The applicants further submit that the Commission’s additional reasoning — that the citizens’ initiative against the ‘Comprehensive Economic and Trade Agreement’ (CETA) and TTIP cannot require the Commission to refrain from recommending the Council to accept the respective negotiated international agreements, and also cannot require the Commission to recommend a decision on the non-acceptance of the respective negotiated agreements — is also defective. For it is in no way apparent from Article 11(4) TEU, Article 2(1) and Article 4(2)(b) of Regulation No 211/2011 that citizens’ initiatives directed at the abolition of existing legal acts or citizens’ initiatives directed at the non-adoption of proposed legal acts are to be inadmissible.

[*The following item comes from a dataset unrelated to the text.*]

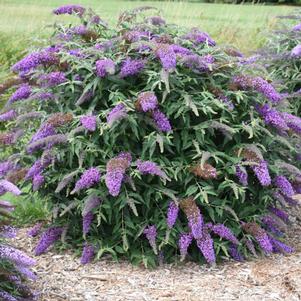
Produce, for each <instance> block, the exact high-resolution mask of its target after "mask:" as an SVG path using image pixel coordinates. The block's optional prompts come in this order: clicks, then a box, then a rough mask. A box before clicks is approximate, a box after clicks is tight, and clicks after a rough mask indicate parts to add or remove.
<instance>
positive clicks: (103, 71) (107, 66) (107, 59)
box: [96, 59, 115, 78]
mask: <svg viewBox="0 0 301 301" xmlns="http://www.w3.org/2000/svg"><path fill="white" fill-rule="evenodd" d="M114 73H115V63H114V62H113V61H112V60H111V59H102V60H98V61H97V62H96V74H97V76H99V77H100V78H103V77H106V76H107V75H112V74H114Z"/></svg>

The applicants further submit that the non-registration of the ‘STOP-TTIP’ citizens’ initiative is also unlawful because, in any event, the proposed citizens’ initiative does not ‘manifestly’ fall outside the Commission’s competence in accordance with Article 4(2)(b) of Regulation No 211/2011.

2.

Second plea in law: Infringement of the general principles of good administrative practice as provided for in Article 41 of the Charter of Fundamental Rights of the European Union and of equal treatment as provided for in Article 20 of the Charter

The applicant takes the view that, by refusing, in the applicant’s case, to register the citizens’ initiative directed against TTIP and CETA, although it previously registered a citizens’ initiative directed at the termination of the agreement with Switzerland on freedom of movement (‘Swiss-Out-Initiative’), the Commission did not observe those principles.


(1)  Regulation (EU) No 211/2011 of the European Parliament and of the Council of 16 February 2011 on the citizens’ initiative (OJ 2011 L 65, p. 1).